In the book, which is also marketed as a self-help text, French urges her readers to embrace the ‘twattishness’ in themselves.  They should learn to free up the happiness that self-created cockups can produce, and just enjoy them in all their ‘staggering stupidity’.  French has enough memories of her own ‘twattery’ to share for an entire book and she is keen to reveal them all.

The anecdotes are divided into sections such as ‘Royal’, ‘Theatre’, ‘Mamma Mia’ and ‘Elton John’ so that chronology is sacrificed, although her teenage ‘twatteries’ open the book. These are, of course, as painful to readers as they must once have been to her.  Those terrible, inappropriate reactions to a first kiss or that total embarrassment of having the wrong clothes at a gymkhana. 

Once she is in her majority, it is easier to laugh along with French, as she recounts a particular meeting with Prince, now King, Charles. Having seen her acting in Shakespeare’s A Midsummer Night’s Dream, the royal personage quips, ‘I saw your Bottom’, referring to the part she played, at which point French ripostes, ‘And now you’re going to see my Beaver’.  She’s acting in a version of The Lion, the Witch and the Wardrobe. Upstaging the future king is, perhaps, quite ‘twattish’. 

Elton John may not have noticed her entrance to his 50th birthday party as Michael Jackson’s chimp, Bubbles.  It would have been impossible for him to tell who was engulfed in the thick, heavy fur and probably hard to recognise her then husband, Lenny Henry as the rock star (not really a physical double) in whiteface.  What a pair of ‘twats’.  Luckily, security guards manoeuvred the couple around the birthday boy whilst French, inside the suit, was so meltingly hot, that they had to leave immediately.  The inappropriately attired couple walked through the entrance and straight out through the exit.

Originally the material was used in the show, Dawn French is a Huge Twat and so the audio version of The Twat Files is a rewarding way to experience the book.  Read by French, it is fun to hear her relate these tales against herself, with little squeaks and giggles at her own silliness.  There is plenty of name-dropping, but she is a celebrity after all and it is much more fun to hear about her girly crushes, and gushes, when they focus on men like Dustin Hoffman, Phil Daniels and Johnny Depp. 

French relates the awful things that she has said, but the sections which make for uneasy reading are those in which, as a self-confessed fat girl with bosoms which lag behind her when she is in motion, she laughs at her own physicality.  The Vicar of Dibley puddle joke is an example of ‘twattishness’, a classic which has been re-produced in many clips and Gifs as French, playing Geraldine, jumps into deep muddy water and then turns, gurning at the camera.

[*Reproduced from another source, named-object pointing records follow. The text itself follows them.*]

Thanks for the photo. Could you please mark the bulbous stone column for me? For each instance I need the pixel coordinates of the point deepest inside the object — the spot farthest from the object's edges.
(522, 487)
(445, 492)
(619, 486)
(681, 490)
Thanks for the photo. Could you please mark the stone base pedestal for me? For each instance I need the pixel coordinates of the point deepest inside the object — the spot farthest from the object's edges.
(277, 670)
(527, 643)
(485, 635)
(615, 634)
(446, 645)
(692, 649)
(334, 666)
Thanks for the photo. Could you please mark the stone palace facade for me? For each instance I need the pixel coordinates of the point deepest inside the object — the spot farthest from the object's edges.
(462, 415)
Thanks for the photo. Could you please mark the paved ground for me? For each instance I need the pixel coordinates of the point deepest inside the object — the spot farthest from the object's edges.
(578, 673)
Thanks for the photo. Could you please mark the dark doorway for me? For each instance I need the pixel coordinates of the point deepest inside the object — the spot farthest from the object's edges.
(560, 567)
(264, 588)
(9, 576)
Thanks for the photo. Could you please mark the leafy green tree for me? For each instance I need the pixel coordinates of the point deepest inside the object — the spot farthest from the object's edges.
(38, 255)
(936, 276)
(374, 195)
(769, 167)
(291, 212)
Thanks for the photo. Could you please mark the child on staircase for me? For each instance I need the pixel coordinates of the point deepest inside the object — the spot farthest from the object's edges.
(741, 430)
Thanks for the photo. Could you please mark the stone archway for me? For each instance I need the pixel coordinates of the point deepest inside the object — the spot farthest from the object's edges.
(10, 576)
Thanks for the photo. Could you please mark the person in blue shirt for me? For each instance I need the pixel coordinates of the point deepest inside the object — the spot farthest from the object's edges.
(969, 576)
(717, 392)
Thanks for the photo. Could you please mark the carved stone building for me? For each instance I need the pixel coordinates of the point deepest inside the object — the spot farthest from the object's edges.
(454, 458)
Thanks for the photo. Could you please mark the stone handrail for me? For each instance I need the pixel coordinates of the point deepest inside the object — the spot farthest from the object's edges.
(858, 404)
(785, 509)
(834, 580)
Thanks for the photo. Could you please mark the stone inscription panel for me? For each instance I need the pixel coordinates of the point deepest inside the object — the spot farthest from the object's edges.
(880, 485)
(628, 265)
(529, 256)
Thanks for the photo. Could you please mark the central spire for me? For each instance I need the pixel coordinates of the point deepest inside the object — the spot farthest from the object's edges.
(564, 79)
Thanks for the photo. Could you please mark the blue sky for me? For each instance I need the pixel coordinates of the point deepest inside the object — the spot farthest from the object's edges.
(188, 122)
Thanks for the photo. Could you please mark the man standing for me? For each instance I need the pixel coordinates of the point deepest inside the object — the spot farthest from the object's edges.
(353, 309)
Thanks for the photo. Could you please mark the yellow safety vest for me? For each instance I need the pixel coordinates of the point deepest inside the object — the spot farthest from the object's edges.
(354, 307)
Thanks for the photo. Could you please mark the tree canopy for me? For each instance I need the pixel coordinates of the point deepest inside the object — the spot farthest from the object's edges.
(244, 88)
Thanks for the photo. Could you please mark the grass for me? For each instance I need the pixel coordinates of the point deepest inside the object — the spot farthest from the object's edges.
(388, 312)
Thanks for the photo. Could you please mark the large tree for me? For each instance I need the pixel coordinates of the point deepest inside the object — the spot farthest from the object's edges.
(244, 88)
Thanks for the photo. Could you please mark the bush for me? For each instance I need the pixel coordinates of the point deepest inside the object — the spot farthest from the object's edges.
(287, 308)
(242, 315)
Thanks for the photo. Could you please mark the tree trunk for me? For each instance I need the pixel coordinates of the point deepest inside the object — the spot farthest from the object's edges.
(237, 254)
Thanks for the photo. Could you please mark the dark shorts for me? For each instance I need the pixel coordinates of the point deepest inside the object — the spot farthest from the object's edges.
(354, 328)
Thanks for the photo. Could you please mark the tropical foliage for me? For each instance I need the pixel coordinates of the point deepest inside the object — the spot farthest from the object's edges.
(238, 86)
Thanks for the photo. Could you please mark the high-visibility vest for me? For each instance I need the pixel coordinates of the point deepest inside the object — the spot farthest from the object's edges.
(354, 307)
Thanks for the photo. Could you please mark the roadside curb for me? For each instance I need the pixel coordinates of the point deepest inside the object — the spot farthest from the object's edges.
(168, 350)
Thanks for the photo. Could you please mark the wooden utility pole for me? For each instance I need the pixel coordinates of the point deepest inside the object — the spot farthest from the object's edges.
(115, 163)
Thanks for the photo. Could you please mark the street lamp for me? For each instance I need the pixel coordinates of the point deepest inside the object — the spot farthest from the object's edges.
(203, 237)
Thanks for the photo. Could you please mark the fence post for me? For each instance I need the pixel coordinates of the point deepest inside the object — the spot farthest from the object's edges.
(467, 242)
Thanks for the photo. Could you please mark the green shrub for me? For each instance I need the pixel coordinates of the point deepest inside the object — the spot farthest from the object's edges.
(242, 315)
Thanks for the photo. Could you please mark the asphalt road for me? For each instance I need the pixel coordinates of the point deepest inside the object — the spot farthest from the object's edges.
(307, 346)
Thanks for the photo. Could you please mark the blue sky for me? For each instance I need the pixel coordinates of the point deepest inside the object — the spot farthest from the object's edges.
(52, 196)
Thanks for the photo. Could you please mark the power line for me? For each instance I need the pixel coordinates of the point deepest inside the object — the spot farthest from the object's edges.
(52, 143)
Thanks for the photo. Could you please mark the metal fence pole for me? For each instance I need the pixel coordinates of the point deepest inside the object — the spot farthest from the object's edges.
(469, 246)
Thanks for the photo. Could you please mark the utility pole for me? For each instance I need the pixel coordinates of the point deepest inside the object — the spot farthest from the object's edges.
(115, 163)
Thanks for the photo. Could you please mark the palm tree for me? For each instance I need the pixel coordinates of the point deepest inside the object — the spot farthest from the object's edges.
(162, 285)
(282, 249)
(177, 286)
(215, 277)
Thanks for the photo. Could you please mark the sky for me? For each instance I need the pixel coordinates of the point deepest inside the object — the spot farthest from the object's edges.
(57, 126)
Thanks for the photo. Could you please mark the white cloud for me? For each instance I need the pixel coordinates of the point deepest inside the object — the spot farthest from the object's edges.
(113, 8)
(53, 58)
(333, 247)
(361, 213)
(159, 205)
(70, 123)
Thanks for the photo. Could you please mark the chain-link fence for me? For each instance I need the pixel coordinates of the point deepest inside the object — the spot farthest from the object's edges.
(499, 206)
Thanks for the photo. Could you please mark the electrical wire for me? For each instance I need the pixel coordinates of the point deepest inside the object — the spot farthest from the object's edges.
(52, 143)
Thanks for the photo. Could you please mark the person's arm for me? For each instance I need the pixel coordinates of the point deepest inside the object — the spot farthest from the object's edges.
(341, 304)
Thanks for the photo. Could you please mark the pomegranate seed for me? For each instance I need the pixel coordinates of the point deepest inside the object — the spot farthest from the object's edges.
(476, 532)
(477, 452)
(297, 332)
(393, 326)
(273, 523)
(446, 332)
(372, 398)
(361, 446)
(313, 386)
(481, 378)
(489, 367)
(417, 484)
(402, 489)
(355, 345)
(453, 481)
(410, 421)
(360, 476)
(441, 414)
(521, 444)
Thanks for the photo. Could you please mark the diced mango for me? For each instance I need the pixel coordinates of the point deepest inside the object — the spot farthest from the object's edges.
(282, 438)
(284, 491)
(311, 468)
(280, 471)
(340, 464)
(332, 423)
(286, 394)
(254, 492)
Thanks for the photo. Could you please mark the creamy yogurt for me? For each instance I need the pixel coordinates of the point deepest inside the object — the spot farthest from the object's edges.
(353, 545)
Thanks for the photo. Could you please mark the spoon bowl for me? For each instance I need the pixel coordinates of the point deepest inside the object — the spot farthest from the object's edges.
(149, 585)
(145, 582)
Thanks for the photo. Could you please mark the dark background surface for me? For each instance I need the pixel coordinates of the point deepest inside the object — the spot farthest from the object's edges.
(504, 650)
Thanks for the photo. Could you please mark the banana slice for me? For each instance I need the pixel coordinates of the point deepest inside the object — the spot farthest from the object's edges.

Many laughs stem from another person’s discomfort and only a hair’s breadth separates what is hilariously funny from what is deeply painful. French tends to avoid the elephant in the room just as she does with the definition of ‘twat’. Fat shaming yourself is no less reprehensible than doing it to another. But French’s mantra is that laughing at yourself is healthy and she hopes that The Twat Files demonstrates how to do this, and also makes her lots of money.

works cited

French, D. The Twat Files. Penguin. 2023.

Dawn French is a Huge Twat. Theatre. Dir. David Grandage. 2022.